More information on Asbury's childhood and home in England.
Becoming a blacksmith probably looked like a good career choice at the beginning of the industrial revolution. As it turned out there was a continuos need for blacksmiths for over the next 100 years. Unlike much of what was happening in farming and especially in manufacturing blacksmithing was probably a solid job for the future.
Asbury was born at the beginning of this great shift in society. But the revolution did not change everything all at once. Many of the changes started in mining and farming and then moved into industry. The changes started slowly. Change often started with the simple improvement of a tool which paved the way for more complex tools which would bring more and more people to work in the same place. Over time the machine used to create the finished product would be improved, then powered by water and finally by steam.
And on a farm, improved plows made it possible to grow and so collect more grain.
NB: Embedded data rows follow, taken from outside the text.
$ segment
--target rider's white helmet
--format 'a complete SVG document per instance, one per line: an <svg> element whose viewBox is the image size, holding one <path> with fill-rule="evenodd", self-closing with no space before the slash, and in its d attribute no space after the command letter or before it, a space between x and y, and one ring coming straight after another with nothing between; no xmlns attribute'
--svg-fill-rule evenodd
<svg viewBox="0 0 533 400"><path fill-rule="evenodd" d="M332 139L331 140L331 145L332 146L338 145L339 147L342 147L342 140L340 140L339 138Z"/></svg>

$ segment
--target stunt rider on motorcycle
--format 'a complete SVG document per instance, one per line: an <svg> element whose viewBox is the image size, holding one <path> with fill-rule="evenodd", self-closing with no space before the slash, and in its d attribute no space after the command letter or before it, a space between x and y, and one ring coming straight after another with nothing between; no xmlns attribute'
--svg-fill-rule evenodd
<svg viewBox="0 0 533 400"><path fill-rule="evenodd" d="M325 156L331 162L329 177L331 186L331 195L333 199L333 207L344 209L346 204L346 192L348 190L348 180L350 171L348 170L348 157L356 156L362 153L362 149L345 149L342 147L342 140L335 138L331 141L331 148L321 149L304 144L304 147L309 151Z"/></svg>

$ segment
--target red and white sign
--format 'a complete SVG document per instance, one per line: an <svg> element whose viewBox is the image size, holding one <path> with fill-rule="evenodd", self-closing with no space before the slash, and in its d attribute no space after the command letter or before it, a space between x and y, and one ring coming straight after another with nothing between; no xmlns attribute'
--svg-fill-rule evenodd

Improved manure management helped to make the farm run more efficiently and development of something as simple as the threshing machine saved time over hand threshing.
The same was true for the flying shuttle (1733) which allowed the worker to create cloth more consistently and at a faster rate. And the spinning jenny (1760s) automated the creation of thread, again saving time.
All of these events, along with the creation of more roads and the improvement of old ones allow goods and information to move about as never before. The world was full of change.
And yes, it still looked like a good choice to become a blacksmith.